6 min read
Real-Time Transcription with Azure AI Speech
Introduction
Real-time transcription enables live captioning, meeting transcription, and voice-controlled applications. Azure AI Speech provides powerful capabilities for building low-latency transcription solutions. This post covers implementation patterns and best practices.

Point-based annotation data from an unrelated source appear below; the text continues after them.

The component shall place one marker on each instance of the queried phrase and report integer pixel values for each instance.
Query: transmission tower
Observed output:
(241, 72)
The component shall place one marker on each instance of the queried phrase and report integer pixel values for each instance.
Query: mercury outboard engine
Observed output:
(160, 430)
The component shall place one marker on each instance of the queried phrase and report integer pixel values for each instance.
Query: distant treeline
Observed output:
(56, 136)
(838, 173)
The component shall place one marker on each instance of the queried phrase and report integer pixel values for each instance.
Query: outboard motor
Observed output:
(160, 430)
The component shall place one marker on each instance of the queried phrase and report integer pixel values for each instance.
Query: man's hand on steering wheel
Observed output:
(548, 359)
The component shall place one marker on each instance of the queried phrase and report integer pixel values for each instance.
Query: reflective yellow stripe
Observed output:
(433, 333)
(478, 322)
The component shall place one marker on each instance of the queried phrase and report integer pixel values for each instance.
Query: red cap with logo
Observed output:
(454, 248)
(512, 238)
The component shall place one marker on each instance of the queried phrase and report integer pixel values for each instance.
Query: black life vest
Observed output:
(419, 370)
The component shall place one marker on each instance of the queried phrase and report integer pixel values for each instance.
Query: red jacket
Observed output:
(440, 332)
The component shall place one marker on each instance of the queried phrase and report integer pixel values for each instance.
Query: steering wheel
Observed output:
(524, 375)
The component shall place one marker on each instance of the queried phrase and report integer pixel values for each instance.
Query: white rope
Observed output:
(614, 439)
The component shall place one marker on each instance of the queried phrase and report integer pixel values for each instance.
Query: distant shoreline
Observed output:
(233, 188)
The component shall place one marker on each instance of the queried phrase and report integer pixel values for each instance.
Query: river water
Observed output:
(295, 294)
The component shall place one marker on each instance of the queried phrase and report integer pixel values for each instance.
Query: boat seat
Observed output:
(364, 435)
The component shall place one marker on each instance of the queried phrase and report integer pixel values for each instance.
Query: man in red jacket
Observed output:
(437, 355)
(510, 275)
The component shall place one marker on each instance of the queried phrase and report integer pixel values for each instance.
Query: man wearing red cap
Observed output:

Real-Time Transcription Architecture
Core Implementation
import os
import azure.cognitiveservices.speech as speechsdk
import threading
import queue
from dataclasses import dataclass
from typing import Callable, Optional
from datetime import datetime
@dataclass
class TranscriptionResult:
text: str
is_final: bool
confidence: float
timestamp: datetime
speaker_id: Optional[str] = None
offset_ms: int = 0
duration_ms: int = 0
class RealTimeTranscriber:
def __init__(
self,
language: str = "en-US",
enable_profanity_filter: bool = True,
enable_punctuation: bool = True
):
self.speech_config = speechsdk.SpeechConfig(
subscription=os.getenv("AZURE_SPEECH_KEY"),
region=os.getenv("AZURE_SPEECH_REGION")
)
self.speech_config.speech_recognition_language = language
# Configure recognition settings
if enable_punctuation:
self.speech_config.set_property(
speechsdk.PropertyId.SpeechServiceResponse_RequestSentenceBoundary,
"true"
)
if enable_profanity_filter:
self.speech_config.set_profanity(speechsdk.ProfanityOption.Masked)
else:
self.speech_config.set_profanity(speechsdk.ProfanityOption.Raw)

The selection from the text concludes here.